In Kelo, a U.S. Supreme Court case, a bare majority of 5 Justices — Stevens, Kennedy, Souter, Ginsberg, and Breyer, ruled that private property could be taken for redevelopment by a private corporation when new jobs and taxes are created.  O’Connor, Rehnquist, Scalia, and Thomas dissented.  Kelo had further expanded the holdings in two previous cases, Berman v. Parker, 348 U.S. 26 (1954) and Hawaii Housing Authority v. Midkiff, 467 U.S. 229 (1984), which allowed condemnation to eliminate “blight.”  The pathetic end to this matter outside of the court is that in November 2009, Pfizer, the private corporation whose promises prompted the condemnation action, announced that not only would it not be developing the property, but that it would be closing the existing New London facility.  Thus, the promised jobs and taxes that were the stated reason for people being removed from their land will never come about anyway.  Talk about adding insult to injury.

In response to Kelo, in 2006, an executive order was issued limiting the federal government’s use of condemnation proceedings  …for the purpose of benefiting the general public and not merely for the purpose of advancing the economic interest of private parties to be given ownership or use of the property taken.”  Although this only applied to federal proceedings, many states did change their condemnation laws to follow more closely the Executive Order than the Kelo Supreme Court ruling.  Obviously, New York was not one of them.

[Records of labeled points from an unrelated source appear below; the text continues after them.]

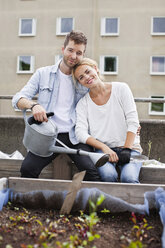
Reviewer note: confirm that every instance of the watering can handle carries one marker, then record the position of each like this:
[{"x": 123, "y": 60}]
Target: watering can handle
[{"x": 33, "y": 121}]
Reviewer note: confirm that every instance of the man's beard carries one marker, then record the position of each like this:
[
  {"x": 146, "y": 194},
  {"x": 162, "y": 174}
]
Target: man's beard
[{"x": 67, "y": 63}]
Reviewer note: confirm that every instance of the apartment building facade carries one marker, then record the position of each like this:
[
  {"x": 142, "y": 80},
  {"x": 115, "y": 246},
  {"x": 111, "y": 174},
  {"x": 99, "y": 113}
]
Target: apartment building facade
[{"x": 126, "y": 38}]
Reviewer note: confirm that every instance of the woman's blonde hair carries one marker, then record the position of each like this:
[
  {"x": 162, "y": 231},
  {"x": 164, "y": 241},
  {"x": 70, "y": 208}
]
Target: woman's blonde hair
[{"x": 85, "y": 61}]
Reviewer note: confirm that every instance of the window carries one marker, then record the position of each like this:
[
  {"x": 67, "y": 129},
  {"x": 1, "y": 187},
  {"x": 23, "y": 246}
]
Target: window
[
  {"x": 158, "y": 26},
  {"x": 109, "y": 65},
  {"x": 157, "y": 65},
  {"x": 109, "y": 26},
  {"x": 25, "y": 64},
  {"x": 64, "y": 25},
  {"x": 27, "y": 27},
  {"x": 157, "y": 108}
]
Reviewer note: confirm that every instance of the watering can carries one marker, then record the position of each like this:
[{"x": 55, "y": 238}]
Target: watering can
[{"x": 40, "y": 137}]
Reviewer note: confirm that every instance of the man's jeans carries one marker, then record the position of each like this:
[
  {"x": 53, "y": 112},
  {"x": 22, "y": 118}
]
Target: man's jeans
[{"x": 129, "y": 173}]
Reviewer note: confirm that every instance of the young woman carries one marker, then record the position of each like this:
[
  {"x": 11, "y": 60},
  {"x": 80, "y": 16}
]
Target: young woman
[{"x": 107, "y": 119}]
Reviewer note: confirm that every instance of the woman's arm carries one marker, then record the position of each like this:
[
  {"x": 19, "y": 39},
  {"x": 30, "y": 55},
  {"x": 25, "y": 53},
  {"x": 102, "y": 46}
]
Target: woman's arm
[{"x": 129, "y": 140}]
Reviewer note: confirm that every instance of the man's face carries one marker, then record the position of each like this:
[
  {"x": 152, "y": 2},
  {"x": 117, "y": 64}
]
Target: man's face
[{"x": 73, "y": 53}]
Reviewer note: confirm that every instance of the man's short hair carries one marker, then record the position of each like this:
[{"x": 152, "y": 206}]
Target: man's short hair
[{"x": 77, "y": 36}]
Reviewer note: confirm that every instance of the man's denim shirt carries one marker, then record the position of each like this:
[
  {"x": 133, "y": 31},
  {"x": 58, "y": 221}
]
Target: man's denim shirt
[{"x": 45, "y": 85}]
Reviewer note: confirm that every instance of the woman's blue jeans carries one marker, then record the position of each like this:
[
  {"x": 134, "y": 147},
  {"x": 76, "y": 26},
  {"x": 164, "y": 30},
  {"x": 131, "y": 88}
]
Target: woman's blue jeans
[{"x": 129, "y": 173}]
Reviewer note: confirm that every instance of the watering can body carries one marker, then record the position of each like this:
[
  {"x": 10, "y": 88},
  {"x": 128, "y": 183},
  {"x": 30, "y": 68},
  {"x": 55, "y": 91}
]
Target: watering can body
[{"x": 39, "y": 138}]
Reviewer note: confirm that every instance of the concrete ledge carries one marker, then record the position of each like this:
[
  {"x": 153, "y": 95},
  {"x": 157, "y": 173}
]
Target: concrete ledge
[{"x": 132, "y": 193}]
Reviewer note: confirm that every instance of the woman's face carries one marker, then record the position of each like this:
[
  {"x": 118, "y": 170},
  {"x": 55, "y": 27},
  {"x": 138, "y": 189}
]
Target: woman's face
[{"x": 86, "y": 75}]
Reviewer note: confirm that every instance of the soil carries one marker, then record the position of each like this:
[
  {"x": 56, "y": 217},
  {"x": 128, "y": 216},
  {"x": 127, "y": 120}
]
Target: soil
[{"x": 41, "y": 228}]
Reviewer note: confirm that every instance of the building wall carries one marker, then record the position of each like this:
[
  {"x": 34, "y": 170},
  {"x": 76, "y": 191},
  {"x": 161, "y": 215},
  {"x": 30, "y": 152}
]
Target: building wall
[{"x": 133, "y": 46}]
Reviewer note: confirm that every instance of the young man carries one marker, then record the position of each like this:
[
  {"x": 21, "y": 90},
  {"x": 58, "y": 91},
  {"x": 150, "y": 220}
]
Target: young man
[{"x": 57, "y": 93}]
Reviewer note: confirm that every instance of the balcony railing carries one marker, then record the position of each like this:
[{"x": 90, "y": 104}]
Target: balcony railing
[{"x": 137, "y": 99}]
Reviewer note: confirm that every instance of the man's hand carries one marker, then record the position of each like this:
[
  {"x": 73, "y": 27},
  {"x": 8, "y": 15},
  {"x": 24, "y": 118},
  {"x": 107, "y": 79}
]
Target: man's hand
[
  {"x": 124, "y": 156},
  {"x": 39, "y": 113},
  {"x": 113, "y": 155}
]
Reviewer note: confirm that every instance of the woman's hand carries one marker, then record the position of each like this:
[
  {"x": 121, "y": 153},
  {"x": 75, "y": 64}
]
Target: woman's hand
[{"x": 113, "y": 155}]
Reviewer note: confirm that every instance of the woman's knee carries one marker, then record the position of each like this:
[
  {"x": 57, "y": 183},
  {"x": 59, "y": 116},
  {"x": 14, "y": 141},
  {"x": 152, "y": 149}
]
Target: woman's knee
[
  {"x": 108, "y": 173},
  {"x": 129, "y": 179}
]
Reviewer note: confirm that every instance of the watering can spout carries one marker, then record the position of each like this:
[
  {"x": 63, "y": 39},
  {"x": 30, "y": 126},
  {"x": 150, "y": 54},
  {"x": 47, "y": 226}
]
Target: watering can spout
[{"x": 99, "y": 159}]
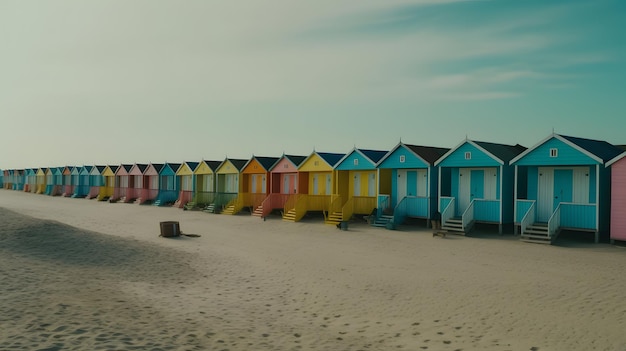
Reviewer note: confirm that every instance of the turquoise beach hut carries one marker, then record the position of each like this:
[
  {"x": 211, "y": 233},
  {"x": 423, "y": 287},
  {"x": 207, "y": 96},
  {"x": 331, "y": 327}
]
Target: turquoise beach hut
[
  {"x": 414, "y": 184},
  {"x": 563, "y": 184},
  {"x": 476, "y": 185}
]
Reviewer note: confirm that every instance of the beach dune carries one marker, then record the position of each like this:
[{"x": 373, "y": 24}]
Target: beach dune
[{"x": 84, "y": 275}]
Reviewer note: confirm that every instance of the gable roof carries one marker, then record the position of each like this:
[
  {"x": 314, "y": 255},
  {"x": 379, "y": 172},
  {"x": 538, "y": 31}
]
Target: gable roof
[
  {"x": 602, "y": 149},
  {"x": 331, "y": 158},
  {"x": 598, "y": 150},
  {"x": 265, "y": 162},
  {"x": 373, "y": 155},
  {"x": 504, "y": 152},
  {"x": 296, "y": 160}
]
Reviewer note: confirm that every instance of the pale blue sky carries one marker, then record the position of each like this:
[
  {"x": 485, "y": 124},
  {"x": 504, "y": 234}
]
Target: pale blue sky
[{"x": 109, "y": 82}]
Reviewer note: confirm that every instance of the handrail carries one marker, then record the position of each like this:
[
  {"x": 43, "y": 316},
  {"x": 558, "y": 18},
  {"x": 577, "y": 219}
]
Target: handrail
[
  {"x": 399, "y": 212},
  {"x": 468, "y": 215},
  {"x": 347, "y": 210},
  {"x": 529, "y": 218},
  {"x": 448, "y": 212},
  {"x": 554, "y": 222}
]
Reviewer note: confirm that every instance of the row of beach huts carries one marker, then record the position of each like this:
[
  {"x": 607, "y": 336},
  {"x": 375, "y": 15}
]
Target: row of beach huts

If this Goldstein case does make its way to the U.S. Supreme Court, what would be interesting to see is whether Souter’s replacement, Sotomayor, sides with the previous dissent making way for an effective reversal of Kelo?  I have no doubt that the framers of the “takings” clause of the Constitution did not intend it to be used to force landowners off their land for the benefit of private corporations.  What will Sotomayor do if given the chance?